Data Protection Rules Do Not Prevent Occupational Safety At Work
The coronavirus pandemic has brought into the spotlight the question that causes conflicts between employers and employees – what rights and obligations the parties have in protecting their health at work and how to act lawfully in doing so.
In spring 2020, a wider discussion arose about whether the employer can ask for information related to the infection and whether and to what extent the employee must provide this information. On the one hand, it concerns data protection, and on the other hand, the obligations of the employer and the employee from the point of view of ensuring the protection of life and health arise.
Which comes first – data protection or safety in the workplace?
Indeed, data protection imposes restrictions on whether, by whom, and how health-related data can be processed, and these restrictions are quite strict. However, this cannot be regarded as an obstacle that makes it impossible to ensure health safety at the workplace. The employer must clarify what information, in what way and for what purpose he/she needs, and whether he/she can ensure the protection of health at the workplace by other means than by requesting specific information. By finding answers to these questions, it is possible to assess the situation, including from the point of view of data protection. The Data Protection Inspectorate has also clarified its vision for the processing of personal data and provided guidance on its website but this is a general view.

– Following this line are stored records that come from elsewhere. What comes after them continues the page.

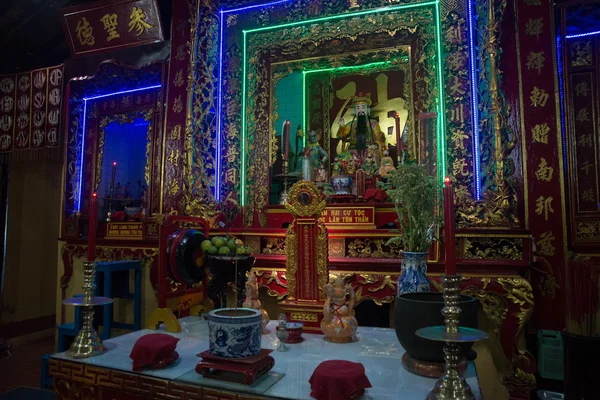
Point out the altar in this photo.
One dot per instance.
(110, 375)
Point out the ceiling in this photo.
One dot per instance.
(31, 34)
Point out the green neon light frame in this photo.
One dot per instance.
(312, 71)
(441, 130)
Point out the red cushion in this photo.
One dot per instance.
(338, 380)
(151, 348)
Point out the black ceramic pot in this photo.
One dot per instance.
(413, 311)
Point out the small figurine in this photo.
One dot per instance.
(339, 324)
(370, 164)
(386, 165)
(118, 194)
(317, 155)
(252, 300)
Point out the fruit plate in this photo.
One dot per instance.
(230, 258)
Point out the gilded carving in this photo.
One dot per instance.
(315, 203)
(493, 248)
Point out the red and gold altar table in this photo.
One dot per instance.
(110, 377)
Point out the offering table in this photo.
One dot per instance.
(109, 376)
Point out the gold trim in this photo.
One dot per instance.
(491, 235)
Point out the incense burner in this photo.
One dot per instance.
(234, 332)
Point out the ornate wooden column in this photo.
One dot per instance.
(306, 256)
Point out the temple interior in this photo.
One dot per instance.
(296, 199)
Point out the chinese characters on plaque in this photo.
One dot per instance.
(30, 107)
(106, 26)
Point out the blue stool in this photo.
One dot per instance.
(112, 280)
(45, 379)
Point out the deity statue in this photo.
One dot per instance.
(386, 165)
(252, 300)
(369, 166)
(339, 324)
(315, 152)
(362, 131)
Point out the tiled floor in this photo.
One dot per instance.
(23, 367)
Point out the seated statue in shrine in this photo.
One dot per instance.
(362, 132)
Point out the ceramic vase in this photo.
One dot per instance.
(413, 278)
(235, 333)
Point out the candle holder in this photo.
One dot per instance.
(451, 385)
(87, 343)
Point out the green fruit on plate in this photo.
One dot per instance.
(219, 241)
(205, 245)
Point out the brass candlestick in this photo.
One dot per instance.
(451, 385)
(284, 194)
(87, 343)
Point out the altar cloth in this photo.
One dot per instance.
(377, 349)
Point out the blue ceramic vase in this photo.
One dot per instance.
(413, 277)
(234, 333)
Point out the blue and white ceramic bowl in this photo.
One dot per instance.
(235, 333)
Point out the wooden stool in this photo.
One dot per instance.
(109, 285)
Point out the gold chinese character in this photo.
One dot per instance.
(231, 199)
(111, 23)
(462, 191)
(586, 140)
(534, 27)
(538, 97)
(457, 113)
(456, 87)
(548, 286)
(174, 157)
(588, 195)
(544, 172)
(458, 137)
(546, 247)
(543, 205)
(459, 167)
(583, 115)
(178, 104)
(176, 132)
(180, 56)
(137, 21)
(232, 154)
(536, 61)
(178, 81)
(85, 32)
(586, 167)
(581, 89)
(173, 187)
(540, 133)
(231, 175)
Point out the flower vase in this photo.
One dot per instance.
(413, 278)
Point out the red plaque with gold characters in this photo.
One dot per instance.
(111, 25)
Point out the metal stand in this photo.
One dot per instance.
(451, 385)
(87, 343)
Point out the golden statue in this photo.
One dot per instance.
(339, 324)
(252, 300)
(362, 131)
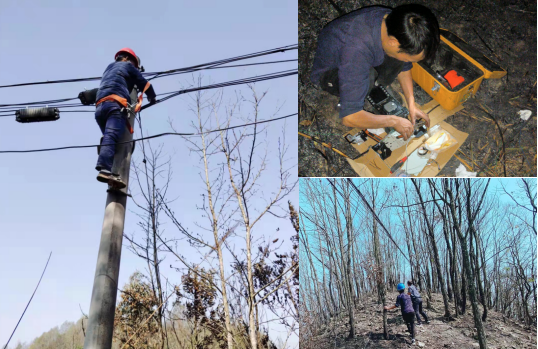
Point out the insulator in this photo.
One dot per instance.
(37, 114)
(88, 97)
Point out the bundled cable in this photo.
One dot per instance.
(154, 75)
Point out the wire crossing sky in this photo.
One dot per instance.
(50, 200)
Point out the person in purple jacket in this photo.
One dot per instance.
(374, 45)
(113, 101)
(417, 302)
(403, 301)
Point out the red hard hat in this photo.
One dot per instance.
(131, 52)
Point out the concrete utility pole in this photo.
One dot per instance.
(105, 284)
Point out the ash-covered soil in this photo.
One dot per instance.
(504, 30)
(501, 333)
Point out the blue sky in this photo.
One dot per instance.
(51, 201)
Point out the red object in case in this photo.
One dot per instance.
(453, 78)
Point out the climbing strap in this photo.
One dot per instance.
(126, 105)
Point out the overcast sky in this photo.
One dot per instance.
(51, 201)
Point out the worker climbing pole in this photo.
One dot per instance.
(115, 115)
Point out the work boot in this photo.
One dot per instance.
(113, 180)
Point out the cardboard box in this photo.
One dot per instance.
(371, 164)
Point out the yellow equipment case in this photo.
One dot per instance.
(454, 54)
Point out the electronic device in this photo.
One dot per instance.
(385, 104)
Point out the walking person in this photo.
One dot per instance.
(417, 302)
(403, 301)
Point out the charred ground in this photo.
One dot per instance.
(501, 332)
(499, 141)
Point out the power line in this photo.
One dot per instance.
(170, 72)
(73, 105)
(226, 84)
(248, 80)
(12, 333)
(145, 138)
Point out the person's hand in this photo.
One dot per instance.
(403, 126)
(416, 113)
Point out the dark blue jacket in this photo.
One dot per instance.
(119, 78)
(415, 296)
(352, 43)
(403, 301)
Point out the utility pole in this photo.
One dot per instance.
(105, 284)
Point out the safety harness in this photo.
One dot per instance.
(125, 105)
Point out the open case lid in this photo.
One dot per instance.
(491, 69)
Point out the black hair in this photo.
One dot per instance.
(416, 29)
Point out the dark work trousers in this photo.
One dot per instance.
(417, 305)
(112, 123)
(409, 319)
(385, 74)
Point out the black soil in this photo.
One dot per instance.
(460, 333)
(500, 143)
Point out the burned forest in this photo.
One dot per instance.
(500, 143)
(468, 246)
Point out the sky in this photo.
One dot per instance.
(51, 201)
(495, 188)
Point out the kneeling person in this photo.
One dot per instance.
(375, 45)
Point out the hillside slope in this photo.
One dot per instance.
(501, 332)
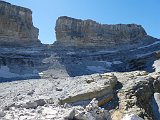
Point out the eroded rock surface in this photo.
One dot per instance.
(88, 33)
(16, 27)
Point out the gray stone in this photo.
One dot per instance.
(156, 106)
(16, 27)
(82, 33)
(2, 114)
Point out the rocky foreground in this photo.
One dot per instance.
(92, 72)
(120, 94)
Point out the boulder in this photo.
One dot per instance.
(16, 27)
(156, 106)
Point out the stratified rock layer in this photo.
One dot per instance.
(76, 32)
(16, 27)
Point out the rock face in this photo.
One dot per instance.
(16, 27)
(76, 32)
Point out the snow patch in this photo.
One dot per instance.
(117, 62)
(5, 73)
(132, 117)
(96, 68)
(156, 65)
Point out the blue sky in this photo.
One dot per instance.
(45, 13)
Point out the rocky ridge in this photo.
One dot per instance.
(16, 27)
(88, 33)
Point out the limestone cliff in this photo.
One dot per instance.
(76, 32)
(16, 27)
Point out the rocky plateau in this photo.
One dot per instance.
(92, 71)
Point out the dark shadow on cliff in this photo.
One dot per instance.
(22, 63)
(79, 62)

However, the working environment is regulated not only by data protection requirements but also by other legislation. According to law, the employer is required to ensure the occupational health and safety of employees (Employment Contract Act § 28 (2) 6) and the Occupational Health and Safety Act). However, that legislation does not regulate which measures the employer needs to take in more detail and it is not specified whether and which health data may be processed more precisely by the employer for that purpose. There may therefore be several different methods for fulfilling the employer's obligation. For example, explaining to employees that if they are sick, they must stay at home. Or asking for confirmation that the employee is not sick and does not pose a risk to other employees and customers – in this way, the employer does not need specific information about the health of the employee. The Chancellor of Justice has also referred to obtaining such confirmation. When choosing a suitable measure, the employer must assess the working environment and the type of work, consider the type of employees, and consider whether there are alternative ways to obtain the necessary information. It must also be verified that the measure complies with the obligations laid down by legislation, including data protection.
Thus, personal data protection requirements cannot be considered as an obstacle to ensuring the safety of the working environment, but they must still be respected, as well as the rules for processing personal data. The employer may not indiscriminately share this data with other persons, publish it on a notice board or the intranet. The employer must also ensure that the data that is no longer needed are erased and processed as little as possible by the employer, i.e., to follow the principle of data minimization.
What can an employer do?
Legislation has been improved during the pandemic. Namely, the Government of Estonia has supplemented the regulation regulating the occupational health and safety requirements of the working environment affected by biological hazards. As a result of the amendment, employers will be able to use the measures provided for in the regulation if, as a result of the risk assessment, the employer has found that the working environment is being affected by biological hazards.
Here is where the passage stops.